Graduation Day update

                Well, tomorrow our oldest child, Sean, graduates from high school. It’s an emotional time as he’s been at the same school, Sandy Spring Friends, since he was four years old, and now he and the friends of his whole life are going out separately into the big world. Sean is off for the University of Toronto.  I am acutely feeling the absence of my mom, who died in January, and John’s mom, whose doctor told her not to fly out here. They would have loved to be here. And everyone is on pins and needles wondering if Tropical Storm Andrea is going to wash out the traditional Sandy Spring Friends outdoor barefoot graduation ceremony and all the lawn parties thereafter…
                I had my quarterly check-up with my oncologist on Tuesday and I have been in that three-day period where your heart stops every time the phone rings, because it could be them calling back with bad news. But the phone hasn’t rung.
                Yesterday, our youngest, Matt, finished fourth grade and there was a festive picnic for that. The Lower School assembly in the morning was lovely, and I got through the whole thing without crying once, almost made it, until they brought out one of Matt’s teachers, Linda, who is retiring after 20 years at our school, and she was crying. That was it for me. I may stop crying sometime next week. Happy trails, Linda! As the great Warren Zevon has said, may you enjoy every sandwich.
                I did some graduating yesterday, too. I had my last appointment with my plastic surgeon.  It has taken nearly two years to go from the original mastectomy to the finished product. I will now see my plastic surgeon, Dr. Kathy Huang, once a year for a quick check.  At some point down the road, maybe ten years from now, I will need to get that implant changed, because they don’t last forever. In the meantime, I’ve got my little exercises to do from now on to make sure that this boob stays nice and boobular, and doesn’t go hard as rock.  Who knew that could happen? But for now, I’ve got my plastic-surgery diploma.
                Let’s mix some metaphors! I am going to toot my own hooter. Everyone who has seen my new boob, which isn’t many people, I’ll admit, is absolutely delighted with how it turned out. In fact, yesterday, the doctor took photos of me to use when she speaks to breast cancer survivors’ groups and potential future patients. It turns out that in my surgery, they used a new-and-improved pattern for where to make the incisions, which results in less-obvious scars. I have to say, it worked beautifully.  If I was of a later generation that didn’t mind plastering nude photos of itself on the Internet, I would be doing that myself, just to show how good a job Dr. Huang did. But I am of an older generation, so I shall restrain myself. Someday, I may go to the hot springs and have a few beers and get naked like everyone else, just because I can, and from the day I had my mastectomy I never really thought I would get to this happy point. I wish I could tell other women going through this how well it can turn out. (And I do believe I have actually caught men looking at my chest! Ha! They may have no idea what it took to get to the point where a guy would want to do that…Take that, stupid cancer!)
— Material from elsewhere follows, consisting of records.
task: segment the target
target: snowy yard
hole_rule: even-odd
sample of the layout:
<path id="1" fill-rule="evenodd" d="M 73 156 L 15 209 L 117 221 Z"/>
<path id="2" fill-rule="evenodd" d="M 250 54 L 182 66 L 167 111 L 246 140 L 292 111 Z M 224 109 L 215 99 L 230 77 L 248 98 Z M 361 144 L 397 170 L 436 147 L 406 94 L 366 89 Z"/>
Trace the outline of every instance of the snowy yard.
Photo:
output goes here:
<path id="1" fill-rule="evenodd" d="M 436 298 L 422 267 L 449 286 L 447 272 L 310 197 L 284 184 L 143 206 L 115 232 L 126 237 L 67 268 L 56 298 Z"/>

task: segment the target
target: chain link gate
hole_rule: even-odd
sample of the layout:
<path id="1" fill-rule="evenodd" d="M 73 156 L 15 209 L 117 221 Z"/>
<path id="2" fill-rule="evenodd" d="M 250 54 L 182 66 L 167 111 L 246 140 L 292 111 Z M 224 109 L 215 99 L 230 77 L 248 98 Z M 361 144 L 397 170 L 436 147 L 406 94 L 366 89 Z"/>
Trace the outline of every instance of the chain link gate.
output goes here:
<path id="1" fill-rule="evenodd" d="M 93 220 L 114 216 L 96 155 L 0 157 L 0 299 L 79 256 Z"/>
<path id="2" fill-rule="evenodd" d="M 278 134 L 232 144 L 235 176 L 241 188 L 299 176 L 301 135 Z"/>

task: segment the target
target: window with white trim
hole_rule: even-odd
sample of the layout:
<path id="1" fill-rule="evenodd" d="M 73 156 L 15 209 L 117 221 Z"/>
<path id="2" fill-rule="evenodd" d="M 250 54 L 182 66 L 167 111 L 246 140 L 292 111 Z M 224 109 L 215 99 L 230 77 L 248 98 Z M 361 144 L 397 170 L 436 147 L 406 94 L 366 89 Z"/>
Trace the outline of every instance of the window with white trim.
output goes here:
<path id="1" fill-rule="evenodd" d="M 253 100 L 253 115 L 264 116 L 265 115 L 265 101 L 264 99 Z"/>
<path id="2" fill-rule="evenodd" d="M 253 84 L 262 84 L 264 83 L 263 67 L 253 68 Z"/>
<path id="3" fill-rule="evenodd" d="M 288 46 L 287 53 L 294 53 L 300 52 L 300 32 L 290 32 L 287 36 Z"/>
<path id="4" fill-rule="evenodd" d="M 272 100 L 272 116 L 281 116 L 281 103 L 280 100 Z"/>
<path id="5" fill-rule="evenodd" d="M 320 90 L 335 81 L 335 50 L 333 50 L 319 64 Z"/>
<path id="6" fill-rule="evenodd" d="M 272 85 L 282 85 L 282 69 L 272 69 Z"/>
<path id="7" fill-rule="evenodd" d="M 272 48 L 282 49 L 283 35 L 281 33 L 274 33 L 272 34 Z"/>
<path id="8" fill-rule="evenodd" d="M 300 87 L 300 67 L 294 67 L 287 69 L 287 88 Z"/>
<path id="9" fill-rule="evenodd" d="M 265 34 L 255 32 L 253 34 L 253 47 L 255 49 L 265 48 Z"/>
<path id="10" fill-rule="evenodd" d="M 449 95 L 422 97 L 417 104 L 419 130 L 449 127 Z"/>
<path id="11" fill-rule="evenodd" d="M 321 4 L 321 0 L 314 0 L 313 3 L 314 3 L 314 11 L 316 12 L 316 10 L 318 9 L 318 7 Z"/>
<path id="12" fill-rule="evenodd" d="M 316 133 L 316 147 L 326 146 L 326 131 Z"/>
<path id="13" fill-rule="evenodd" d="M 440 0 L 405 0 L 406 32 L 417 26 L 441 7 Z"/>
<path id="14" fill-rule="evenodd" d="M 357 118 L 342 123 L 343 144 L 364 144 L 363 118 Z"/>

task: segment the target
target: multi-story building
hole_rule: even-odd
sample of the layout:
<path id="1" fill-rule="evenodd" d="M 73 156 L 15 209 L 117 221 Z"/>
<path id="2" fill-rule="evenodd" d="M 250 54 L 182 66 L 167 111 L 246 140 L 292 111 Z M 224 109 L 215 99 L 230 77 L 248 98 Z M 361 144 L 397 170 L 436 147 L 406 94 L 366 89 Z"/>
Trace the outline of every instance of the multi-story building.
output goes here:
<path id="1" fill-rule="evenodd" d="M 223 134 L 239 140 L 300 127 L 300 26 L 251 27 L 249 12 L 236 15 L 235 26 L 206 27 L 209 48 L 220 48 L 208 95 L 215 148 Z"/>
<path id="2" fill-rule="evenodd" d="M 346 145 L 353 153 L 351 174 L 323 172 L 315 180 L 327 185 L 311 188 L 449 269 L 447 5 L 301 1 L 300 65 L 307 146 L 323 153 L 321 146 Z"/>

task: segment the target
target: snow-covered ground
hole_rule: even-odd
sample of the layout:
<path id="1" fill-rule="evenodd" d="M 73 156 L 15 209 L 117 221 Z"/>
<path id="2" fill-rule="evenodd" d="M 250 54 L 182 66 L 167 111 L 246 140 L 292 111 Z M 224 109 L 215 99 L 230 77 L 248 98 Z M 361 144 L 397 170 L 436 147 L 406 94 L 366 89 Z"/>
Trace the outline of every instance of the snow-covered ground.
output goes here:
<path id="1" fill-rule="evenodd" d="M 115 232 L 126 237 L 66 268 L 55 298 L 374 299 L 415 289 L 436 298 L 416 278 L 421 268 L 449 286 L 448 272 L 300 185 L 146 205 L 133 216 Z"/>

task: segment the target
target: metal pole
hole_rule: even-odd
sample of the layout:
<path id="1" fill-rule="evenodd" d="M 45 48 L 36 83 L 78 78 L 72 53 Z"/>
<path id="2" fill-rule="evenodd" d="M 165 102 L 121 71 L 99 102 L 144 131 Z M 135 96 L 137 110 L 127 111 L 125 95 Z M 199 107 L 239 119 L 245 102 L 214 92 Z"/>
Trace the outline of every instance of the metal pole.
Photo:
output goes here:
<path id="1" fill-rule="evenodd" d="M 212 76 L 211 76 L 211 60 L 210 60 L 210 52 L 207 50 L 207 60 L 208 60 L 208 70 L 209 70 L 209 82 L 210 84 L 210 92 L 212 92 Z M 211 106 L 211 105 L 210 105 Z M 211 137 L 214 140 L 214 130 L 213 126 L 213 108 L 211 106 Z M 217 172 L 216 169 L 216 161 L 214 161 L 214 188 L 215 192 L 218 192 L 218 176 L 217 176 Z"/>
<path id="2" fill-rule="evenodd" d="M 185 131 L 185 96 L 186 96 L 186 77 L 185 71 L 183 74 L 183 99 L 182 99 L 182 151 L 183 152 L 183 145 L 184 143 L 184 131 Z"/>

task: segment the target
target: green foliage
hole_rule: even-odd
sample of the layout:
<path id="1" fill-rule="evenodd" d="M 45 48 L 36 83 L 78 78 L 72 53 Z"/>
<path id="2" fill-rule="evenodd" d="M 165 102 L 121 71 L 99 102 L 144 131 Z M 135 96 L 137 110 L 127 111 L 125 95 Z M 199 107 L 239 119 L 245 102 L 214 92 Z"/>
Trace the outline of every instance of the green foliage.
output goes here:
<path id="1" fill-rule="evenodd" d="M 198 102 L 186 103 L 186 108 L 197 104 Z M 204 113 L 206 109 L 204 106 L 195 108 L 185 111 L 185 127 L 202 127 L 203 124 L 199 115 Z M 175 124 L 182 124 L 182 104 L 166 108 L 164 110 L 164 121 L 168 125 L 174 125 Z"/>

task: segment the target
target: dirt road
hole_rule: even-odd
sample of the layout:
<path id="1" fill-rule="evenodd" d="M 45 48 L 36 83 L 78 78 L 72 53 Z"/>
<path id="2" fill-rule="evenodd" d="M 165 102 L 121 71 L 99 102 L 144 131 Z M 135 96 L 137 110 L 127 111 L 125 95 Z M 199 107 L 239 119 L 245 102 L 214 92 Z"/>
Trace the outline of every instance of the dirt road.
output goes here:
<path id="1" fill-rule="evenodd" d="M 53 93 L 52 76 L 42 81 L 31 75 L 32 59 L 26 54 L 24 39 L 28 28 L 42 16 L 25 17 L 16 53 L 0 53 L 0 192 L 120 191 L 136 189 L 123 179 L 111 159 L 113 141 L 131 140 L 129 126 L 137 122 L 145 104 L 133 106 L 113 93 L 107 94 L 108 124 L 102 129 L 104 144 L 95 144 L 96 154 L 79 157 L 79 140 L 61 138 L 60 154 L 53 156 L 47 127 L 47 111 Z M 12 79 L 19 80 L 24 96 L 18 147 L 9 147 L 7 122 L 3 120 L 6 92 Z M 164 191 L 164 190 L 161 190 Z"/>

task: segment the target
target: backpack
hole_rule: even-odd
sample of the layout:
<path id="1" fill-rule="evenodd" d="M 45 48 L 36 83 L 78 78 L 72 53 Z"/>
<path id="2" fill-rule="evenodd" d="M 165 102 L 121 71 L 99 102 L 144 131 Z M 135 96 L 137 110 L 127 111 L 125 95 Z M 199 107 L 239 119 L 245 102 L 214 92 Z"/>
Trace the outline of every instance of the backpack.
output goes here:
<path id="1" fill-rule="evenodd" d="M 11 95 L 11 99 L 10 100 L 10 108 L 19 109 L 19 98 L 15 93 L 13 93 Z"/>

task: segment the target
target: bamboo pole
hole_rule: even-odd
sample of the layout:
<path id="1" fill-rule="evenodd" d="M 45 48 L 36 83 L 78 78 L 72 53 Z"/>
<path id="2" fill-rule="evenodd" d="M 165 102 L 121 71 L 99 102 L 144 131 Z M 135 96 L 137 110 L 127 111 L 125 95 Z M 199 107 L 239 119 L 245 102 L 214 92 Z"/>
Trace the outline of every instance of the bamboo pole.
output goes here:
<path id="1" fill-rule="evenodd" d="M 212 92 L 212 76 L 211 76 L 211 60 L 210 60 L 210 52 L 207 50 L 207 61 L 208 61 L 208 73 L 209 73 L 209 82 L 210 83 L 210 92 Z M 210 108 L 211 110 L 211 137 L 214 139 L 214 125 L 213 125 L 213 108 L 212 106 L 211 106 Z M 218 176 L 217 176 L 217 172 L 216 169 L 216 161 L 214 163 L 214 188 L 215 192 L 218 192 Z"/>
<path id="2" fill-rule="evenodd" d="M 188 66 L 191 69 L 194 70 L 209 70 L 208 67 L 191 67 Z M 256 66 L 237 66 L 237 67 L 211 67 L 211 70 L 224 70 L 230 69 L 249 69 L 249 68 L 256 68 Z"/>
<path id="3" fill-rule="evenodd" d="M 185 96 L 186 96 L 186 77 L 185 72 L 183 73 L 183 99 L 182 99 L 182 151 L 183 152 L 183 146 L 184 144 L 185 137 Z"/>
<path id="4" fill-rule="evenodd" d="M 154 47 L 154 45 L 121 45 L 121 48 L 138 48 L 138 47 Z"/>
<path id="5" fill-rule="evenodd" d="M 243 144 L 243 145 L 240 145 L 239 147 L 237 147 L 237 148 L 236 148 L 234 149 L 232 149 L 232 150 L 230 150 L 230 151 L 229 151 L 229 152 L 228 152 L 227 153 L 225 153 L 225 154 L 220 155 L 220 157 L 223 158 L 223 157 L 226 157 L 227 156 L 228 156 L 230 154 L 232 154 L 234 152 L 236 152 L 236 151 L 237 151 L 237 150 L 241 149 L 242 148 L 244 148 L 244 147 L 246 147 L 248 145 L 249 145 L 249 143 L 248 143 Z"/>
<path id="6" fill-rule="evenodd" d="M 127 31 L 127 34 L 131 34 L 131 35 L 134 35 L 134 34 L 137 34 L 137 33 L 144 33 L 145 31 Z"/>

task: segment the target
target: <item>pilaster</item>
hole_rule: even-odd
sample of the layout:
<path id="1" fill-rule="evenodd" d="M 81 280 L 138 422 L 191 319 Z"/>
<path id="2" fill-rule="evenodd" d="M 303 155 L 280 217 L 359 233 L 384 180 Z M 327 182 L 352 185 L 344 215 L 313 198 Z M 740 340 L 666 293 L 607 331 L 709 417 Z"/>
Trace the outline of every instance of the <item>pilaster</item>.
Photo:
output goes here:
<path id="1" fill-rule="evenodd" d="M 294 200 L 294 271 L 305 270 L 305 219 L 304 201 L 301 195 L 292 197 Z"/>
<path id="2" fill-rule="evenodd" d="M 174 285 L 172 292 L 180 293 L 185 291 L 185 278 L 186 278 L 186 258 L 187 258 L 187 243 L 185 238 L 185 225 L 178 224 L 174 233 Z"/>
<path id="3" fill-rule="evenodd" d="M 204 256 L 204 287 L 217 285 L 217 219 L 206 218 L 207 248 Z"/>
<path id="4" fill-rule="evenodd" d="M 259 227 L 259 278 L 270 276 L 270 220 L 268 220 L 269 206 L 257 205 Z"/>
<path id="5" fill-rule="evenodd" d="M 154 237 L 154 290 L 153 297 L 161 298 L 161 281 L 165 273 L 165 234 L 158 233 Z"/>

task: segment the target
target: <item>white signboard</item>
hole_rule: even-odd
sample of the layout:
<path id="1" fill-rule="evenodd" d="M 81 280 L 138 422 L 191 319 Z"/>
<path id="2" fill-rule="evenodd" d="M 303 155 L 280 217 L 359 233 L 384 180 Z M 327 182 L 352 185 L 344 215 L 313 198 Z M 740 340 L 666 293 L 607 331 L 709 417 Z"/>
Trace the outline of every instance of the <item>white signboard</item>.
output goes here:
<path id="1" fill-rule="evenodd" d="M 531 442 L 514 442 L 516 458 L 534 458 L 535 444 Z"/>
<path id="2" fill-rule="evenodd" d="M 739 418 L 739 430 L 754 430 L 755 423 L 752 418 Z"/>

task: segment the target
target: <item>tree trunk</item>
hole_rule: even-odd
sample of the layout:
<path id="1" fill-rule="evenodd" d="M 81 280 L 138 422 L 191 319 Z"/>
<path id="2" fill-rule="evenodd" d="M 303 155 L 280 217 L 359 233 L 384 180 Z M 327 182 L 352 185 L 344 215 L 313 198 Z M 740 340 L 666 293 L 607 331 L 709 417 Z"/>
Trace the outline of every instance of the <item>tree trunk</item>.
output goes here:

                There was a woman in the doctor’s waiting room yesterday, a bit older than me, bald, no eyebrows, wearing the pink scarf-thing on her head. It was like looking back through time at my two-years-ago self. You could tell how crappy she was feeling. It was all I could do not to go up to her and give her a big hug and tell her to hang in there. That is not something you do in a doctor’s waiting room, where there are understood rules about respecting each other’s privacy. But I am sending her all kinds of good energy and prayers.